Environmental impacts of different foods
Protein can be obtained from most foods, but the yield varies greatly. At one end of the spectrum, an 8 ounce (250 gram) steak provides 62 grams of protein, probably enough for this day. On the other extreme, lettuce has very little protein, and you’d have to eat 5 kilograms (11 pounds) of it to get the requisite protein for an adult male. No wonder rabbits are constantly eating.
There’s another way of looking at the data, which is to ask, how much of an environmental impact is there, in terms of CO2e produced and water used, when various foodstuffs are used to deliver 50 grams of protein? (Around the amount required per day for a 62 kg – 136 lb – person.) The data for water use are difficult to obtain, not surprisingly, but have been checked with several sources, the main one being here. The graph shows the results, and they are striking.
What the data show us
There are some wild variations. Firstly, there is a group of foods that neither produce much global warming gas nor consume much precious water, including grains such as wheat and oats, ground nuts (i.e. peanuts), potatoes, corn, eggs, beans (and other pulses), and root vegetables. Tofu is the champion of low levels of CO2 production and water consumption. Chicken, bananas, pork and milk are almost as virtuous.
Tree nuts also generate little CO2e, but do use quite a bit of water. We hear a lot about almonds; it takes 12 liters, 3.5 gallons, of water to grow 1 nut! (It’s true.) The most problematical issue with almonds is the massive number of them being grown; the California Water Impact Network estimates that 17% of agricultural water in California goes to growing almonds, representing 13% of the total water consumption of the state.
Apples, however, are the queen of water consumption (ignore lettuce), at least in terms of protein provided. Of course, we don’t eat apples, or lettuce, for their protein content. A lot of almonds, on the other hand, are consumed by people who rightly like them for their health benefits, including protein content.

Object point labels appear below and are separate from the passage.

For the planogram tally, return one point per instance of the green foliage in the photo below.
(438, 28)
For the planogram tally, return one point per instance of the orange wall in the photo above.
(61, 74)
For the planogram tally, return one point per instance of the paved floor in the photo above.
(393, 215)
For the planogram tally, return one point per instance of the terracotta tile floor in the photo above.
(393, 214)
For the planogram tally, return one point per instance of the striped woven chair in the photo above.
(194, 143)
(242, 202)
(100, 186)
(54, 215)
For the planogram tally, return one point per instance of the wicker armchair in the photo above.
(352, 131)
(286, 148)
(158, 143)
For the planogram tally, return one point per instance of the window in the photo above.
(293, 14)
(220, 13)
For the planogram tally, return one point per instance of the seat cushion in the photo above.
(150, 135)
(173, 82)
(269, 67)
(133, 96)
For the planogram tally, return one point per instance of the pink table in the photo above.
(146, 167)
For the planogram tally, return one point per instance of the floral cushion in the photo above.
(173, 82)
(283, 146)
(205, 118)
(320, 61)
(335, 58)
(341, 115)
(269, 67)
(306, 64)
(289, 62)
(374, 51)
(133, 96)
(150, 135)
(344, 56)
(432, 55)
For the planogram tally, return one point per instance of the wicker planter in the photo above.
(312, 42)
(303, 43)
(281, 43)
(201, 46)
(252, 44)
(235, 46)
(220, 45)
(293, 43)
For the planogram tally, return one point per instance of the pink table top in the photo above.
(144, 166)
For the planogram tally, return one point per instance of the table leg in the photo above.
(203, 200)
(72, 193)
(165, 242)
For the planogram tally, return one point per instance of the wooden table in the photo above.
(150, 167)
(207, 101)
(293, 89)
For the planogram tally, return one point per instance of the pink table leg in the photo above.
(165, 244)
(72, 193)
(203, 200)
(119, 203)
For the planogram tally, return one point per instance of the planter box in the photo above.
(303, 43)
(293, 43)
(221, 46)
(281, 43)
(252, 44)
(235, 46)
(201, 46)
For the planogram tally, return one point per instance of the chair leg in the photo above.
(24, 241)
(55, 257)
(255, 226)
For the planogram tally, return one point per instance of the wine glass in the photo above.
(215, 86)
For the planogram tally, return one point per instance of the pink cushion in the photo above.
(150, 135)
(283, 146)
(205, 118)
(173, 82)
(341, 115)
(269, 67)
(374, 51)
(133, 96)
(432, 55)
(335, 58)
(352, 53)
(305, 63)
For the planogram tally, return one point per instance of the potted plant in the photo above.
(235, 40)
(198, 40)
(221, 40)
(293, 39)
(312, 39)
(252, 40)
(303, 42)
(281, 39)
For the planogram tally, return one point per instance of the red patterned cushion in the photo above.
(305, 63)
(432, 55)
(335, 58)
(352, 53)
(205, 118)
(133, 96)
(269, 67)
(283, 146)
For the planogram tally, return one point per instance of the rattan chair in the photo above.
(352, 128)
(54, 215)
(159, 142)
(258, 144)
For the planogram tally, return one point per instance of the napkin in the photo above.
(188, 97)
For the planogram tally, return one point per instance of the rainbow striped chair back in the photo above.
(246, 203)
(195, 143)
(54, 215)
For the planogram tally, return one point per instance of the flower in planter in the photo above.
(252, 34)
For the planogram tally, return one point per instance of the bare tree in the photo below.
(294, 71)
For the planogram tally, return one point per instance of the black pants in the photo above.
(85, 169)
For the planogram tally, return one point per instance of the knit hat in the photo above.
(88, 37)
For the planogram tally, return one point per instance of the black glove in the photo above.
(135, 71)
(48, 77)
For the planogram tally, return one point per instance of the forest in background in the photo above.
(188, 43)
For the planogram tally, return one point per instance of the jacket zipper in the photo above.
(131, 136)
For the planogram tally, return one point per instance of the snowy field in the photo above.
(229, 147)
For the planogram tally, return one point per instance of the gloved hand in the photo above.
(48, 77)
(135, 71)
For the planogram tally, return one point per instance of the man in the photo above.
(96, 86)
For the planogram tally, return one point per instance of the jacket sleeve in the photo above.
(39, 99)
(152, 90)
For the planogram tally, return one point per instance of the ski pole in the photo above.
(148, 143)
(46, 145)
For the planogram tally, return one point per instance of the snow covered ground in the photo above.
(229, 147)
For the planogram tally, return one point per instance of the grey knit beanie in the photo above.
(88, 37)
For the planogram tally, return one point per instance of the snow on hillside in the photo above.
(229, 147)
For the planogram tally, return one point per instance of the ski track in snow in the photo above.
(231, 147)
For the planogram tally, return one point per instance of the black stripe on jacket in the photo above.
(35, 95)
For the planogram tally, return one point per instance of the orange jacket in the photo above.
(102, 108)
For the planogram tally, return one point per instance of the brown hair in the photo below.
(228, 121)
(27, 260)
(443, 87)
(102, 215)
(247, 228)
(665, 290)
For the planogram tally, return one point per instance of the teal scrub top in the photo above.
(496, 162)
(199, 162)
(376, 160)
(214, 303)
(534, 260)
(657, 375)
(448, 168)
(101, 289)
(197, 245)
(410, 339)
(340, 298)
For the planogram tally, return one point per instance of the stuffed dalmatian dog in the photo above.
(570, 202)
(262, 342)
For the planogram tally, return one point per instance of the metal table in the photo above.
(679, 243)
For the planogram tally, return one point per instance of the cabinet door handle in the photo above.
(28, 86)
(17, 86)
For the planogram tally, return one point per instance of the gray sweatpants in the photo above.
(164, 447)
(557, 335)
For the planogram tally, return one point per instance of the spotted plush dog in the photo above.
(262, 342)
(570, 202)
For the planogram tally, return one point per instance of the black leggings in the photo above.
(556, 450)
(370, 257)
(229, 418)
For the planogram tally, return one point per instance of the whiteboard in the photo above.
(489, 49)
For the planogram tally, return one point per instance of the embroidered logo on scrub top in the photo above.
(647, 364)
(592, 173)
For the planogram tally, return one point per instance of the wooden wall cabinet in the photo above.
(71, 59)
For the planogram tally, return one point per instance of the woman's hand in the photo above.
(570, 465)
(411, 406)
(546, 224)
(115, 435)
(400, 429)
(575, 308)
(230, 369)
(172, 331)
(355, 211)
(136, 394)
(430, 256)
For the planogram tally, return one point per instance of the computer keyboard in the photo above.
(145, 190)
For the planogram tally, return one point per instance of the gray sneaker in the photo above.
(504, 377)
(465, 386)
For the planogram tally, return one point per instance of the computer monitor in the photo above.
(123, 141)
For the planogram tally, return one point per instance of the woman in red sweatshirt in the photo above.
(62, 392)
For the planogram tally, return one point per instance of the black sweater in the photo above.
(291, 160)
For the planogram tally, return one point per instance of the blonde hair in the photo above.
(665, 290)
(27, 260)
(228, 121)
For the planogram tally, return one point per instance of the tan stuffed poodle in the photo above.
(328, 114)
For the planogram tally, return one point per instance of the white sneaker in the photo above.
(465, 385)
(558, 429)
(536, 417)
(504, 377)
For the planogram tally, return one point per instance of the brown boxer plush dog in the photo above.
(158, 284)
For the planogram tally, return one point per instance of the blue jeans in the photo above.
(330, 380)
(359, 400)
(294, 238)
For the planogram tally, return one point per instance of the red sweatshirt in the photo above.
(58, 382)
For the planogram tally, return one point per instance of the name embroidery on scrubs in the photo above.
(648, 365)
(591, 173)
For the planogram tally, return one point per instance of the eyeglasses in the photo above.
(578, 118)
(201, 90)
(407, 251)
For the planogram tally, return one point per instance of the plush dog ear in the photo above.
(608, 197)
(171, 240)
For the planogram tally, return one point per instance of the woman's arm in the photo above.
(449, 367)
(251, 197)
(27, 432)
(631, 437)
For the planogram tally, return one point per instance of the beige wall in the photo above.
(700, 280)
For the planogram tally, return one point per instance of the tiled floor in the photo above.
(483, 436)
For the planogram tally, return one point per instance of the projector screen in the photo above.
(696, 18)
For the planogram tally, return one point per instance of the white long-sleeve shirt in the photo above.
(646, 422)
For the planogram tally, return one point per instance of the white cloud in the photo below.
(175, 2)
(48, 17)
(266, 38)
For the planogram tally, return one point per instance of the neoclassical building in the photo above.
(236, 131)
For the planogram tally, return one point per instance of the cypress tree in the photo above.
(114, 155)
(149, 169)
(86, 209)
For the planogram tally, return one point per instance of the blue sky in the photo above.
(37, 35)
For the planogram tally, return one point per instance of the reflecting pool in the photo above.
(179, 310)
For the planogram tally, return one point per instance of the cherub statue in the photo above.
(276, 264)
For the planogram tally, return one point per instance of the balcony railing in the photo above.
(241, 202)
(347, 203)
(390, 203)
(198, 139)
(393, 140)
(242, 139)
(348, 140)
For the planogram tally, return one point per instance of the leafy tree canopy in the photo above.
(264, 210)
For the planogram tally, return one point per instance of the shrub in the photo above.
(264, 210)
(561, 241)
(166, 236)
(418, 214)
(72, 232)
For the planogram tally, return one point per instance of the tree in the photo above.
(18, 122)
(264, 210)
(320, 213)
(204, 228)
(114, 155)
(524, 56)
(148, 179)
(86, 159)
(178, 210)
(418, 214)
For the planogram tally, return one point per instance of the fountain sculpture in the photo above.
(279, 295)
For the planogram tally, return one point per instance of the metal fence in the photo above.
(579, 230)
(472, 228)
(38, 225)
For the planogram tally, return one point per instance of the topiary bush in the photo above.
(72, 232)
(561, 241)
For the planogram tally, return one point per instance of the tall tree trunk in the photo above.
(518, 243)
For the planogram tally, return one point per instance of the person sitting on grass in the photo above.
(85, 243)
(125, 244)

The elephant (or bovine) in the room is beef. We are all probably aware, in a subjective way, that a lot of CO2e arises from beef production. This graph provides the quantitative picture. Just why beef is so much higher than other forms of meat, including lamb, pork, and particularly chicken, is not obvious. Even if we grow steers in the Midwest, where water is still relatively plentiful, the effect on the world’s greenhouse gas cloud remains. Milk, the other product of the bovine industry, comes much closer to being a ‘virtuous food’, and eggs are surprisingly nice.
Rice is a staple food for over half the population of the world. It’s production is in trouble (there’s a ‘global rice crisis’, according to The Economist) because of a lack of further arable land, water shortages, and the spoiling of soil by fertilizer and toxins. It is thought to be sensitive to global warming, as well. From the graph, rice production consumes a lot of water per unit of protein, not surprisingly given the mode of production in flooded paddies. But it also produces more CO2e than other grains. This is because the ground under the flooded surface is anaerobic, and the microbes growing there produce methane.